"The estimated under-recoveries (on sale of fuel) was Rs 9,274 crore (Rs 92.74 billion) for 2003-04 and Rs 20,146 crore (Rs 201.46 bilion) for 2004-05, which is projected to rise to Rs 38,154 crore (Rs 381.54 billion) during the current year," Petroleum Minister Mani Shankar Aiyar said.
Public sector oil marketing companies - Indian Oil Corporation, Bharat Petroleum Corp and Hindustan Petroleum Corp have modulated the price increase in petrol diesel and maintained the prices of subsidised domestic LPG and PDS kerosene despite the steep rise in international prices. This has resulted in huge revenue loss on sale of all these products.
This burden would be equitably shared by consumers, the government and the oil companies. "Accordingly, from 2003-04 onwards, the government introduced the subsidy sharing mechanism in which, after taking into account the subsidy
provided for the fiscal budget, the balance is shared by the upstream (ONGC and GAIL) and the downstream companies (IOC, BPCL and HPCL) equitably," he said.
While petrol, diesel and LPG prices have been raised twice this year, Oil and Natural Gas Corp's share of the subsidy has almost doubled.

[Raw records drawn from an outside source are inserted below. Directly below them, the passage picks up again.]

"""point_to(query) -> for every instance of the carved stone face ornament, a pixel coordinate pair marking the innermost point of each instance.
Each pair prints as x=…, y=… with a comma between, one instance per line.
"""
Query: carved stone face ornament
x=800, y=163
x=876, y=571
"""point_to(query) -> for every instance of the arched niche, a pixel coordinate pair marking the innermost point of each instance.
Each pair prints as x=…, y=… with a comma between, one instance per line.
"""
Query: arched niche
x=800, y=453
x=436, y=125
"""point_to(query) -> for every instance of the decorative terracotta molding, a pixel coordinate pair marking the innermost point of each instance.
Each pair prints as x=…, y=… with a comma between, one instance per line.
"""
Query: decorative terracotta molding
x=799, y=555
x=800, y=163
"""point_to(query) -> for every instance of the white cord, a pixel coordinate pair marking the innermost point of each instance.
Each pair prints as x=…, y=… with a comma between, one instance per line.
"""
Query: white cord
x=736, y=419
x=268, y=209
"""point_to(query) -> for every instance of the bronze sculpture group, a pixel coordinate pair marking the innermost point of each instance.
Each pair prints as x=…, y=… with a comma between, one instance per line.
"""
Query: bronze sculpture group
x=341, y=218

"In order to compensate the public sector oil marketing companies on account of mounting under-recoveries suffered by them over and above the amount allowed as subsidy through the Budget, the government has decided to issue oil bonds. The ministry of finance has made provision to issue bonds of the face value of Rs 5,750 crore (Rs 57.50 billion) during the current financial year," he said.